During the latter part of the war, I enrolled in the Air Training Corps in 1943, with the 486 Quinton Squadron. At that time there were about 100 cadets in the squadron. We used to meet at Four Dwellings School on Tuesday and Thursday evenings, for class work, and on Sunday mornings for parades. We had quite a good drum and pipe band, which was used for Church Parades round the village to Christ Church. We had a very good Warrant Officer who had served in the Sherwood Foresters. He taught us our rifle drill, and "Square Bashing" which was put to good use when the squadron was the very first in the country to be presented with colours. We then had a "Trooping the Colour" ceremony, which was performed at Quinton Hall, now long since demolished. The colours were kept at Quinton Church as the Rector, Mr Palmer was our Padre. They have since been moved to R.A.F. Cosford for safekeeping.
Whilst with the A.T.C. we used to go to R.A.F. stations for flying trips, usually on Sundays, and as often as not to Elmdon Airport (Birmingham). This was where the pilots had their initial flying training on Tiger Moths, and then onto the D.H.89 Dominie, a twin engined aircraft.
Each year there was an annual camp, normally at a bomber station, where we would fly in Wellingtons, or Lancasters. These camps were a good time for learning how the aircrews and ground staff were trained, and a good insight into armament, parachutes, rigging, aircraft electrics, radios, etc. When the war finished in 1945, the interest waned a little and attendances fell.
At this point 486 Quinton merged with 485 Harborne, and 2016 Weoley Castle Squadrons to form 485 Harborne and Quinton Squadron. For a time we had a very large band with three base drums and Church Parades were quite a noisy affair.

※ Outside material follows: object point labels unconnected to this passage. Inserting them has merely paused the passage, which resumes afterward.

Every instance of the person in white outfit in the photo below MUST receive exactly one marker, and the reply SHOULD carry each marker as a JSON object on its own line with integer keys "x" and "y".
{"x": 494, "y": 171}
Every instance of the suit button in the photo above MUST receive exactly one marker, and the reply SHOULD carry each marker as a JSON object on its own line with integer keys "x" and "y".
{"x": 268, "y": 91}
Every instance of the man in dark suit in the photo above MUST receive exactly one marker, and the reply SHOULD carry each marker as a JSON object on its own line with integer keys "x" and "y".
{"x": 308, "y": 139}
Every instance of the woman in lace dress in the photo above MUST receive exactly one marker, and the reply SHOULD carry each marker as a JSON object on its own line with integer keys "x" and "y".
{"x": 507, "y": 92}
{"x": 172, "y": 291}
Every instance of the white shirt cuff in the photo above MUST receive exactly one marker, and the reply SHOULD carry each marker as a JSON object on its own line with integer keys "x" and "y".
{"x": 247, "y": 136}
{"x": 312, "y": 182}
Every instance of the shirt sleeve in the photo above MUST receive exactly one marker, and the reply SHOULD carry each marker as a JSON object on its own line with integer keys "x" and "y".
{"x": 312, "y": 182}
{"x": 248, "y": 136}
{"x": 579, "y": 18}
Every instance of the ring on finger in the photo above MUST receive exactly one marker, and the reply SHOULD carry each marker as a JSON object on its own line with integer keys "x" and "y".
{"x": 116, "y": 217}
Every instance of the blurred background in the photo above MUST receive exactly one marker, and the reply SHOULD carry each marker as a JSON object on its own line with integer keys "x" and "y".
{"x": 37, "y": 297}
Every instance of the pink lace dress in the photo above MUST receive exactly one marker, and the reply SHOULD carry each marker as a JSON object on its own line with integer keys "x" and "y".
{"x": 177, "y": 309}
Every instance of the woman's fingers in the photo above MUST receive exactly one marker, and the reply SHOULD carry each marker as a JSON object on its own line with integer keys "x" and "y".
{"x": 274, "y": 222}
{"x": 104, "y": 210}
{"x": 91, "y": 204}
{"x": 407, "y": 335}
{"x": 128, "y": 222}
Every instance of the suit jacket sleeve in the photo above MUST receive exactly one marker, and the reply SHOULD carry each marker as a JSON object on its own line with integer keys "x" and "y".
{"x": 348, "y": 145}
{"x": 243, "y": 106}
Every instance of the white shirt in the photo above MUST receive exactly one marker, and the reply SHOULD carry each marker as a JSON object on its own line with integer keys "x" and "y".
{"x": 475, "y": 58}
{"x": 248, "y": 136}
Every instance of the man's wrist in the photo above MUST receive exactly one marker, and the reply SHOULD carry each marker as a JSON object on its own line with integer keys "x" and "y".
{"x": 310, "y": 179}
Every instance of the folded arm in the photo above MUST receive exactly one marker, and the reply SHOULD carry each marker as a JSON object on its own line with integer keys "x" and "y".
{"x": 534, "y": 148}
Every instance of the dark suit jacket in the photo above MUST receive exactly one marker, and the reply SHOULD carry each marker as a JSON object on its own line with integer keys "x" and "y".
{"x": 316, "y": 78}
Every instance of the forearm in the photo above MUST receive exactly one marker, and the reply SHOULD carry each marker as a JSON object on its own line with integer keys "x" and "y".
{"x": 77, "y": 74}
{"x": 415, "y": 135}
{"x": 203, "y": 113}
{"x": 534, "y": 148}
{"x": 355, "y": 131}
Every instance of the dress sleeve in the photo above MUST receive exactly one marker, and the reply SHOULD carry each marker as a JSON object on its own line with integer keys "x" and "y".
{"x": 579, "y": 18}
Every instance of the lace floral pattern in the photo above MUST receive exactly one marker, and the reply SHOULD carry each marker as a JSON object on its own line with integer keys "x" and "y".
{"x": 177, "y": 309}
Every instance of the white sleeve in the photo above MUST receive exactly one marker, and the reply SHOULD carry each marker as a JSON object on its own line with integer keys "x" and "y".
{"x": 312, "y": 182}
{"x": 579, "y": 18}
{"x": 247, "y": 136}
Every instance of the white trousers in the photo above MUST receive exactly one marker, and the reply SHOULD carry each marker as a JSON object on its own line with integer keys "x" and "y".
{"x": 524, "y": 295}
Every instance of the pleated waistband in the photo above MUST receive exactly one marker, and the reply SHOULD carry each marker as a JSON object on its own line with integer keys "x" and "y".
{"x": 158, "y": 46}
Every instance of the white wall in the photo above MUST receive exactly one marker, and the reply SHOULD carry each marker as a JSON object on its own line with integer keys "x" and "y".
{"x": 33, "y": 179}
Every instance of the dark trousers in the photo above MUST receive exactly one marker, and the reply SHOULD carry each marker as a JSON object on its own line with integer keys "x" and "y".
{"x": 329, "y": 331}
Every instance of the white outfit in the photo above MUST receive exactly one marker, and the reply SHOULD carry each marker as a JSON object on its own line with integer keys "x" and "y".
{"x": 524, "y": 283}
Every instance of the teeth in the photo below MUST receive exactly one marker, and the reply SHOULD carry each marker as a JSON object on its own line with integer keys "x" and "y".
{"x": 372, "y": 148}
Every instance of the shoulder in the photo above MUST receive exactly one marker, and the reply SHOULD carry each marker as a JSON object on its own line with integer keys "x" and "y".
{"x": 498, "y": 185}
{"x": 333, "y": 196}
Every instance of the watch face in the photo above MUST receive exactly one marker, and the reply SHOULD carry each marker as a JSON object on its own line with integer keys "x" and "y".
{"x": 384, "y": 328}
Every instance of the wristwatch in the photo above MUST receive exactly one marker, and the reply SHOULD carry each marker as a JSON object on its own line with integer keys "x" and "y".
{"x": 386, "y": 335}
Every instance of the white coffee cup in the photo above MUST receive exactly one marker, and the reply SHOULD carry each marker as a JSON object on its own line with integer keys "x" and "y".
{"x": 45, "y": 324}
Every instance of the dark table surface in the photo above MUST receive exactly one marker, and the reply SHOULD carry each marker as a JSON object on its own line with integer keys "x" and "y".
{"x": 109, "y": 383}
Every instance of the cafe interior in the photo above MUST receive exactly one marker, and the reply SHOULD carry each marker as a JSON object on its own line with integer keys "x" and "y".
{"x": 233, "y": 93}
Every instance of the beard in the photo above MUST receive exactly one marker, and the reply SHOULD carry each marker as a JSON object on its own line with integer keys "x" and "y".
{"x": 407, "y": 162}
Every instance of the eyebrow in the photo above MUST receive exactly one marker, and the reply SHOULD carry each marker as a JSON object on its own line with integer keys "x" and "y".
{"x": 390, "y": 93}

I enclose a photocopy of my Flying Log. Some flights were not logged as we were only supposed to do so much flying, and so some were kept quiet! The other copy is one taken on annual camp at R.A.F. Peplow (Childs Ercal), which was an O.T.U. - Operational Training Unit, and was equipped with Wellington Bombers. I am on the left of the middle row. The uniforms issued to the Air Cadets today leaves our old ones way behind, we could never seem to get the one to fit, and overcoats were not available in those days either.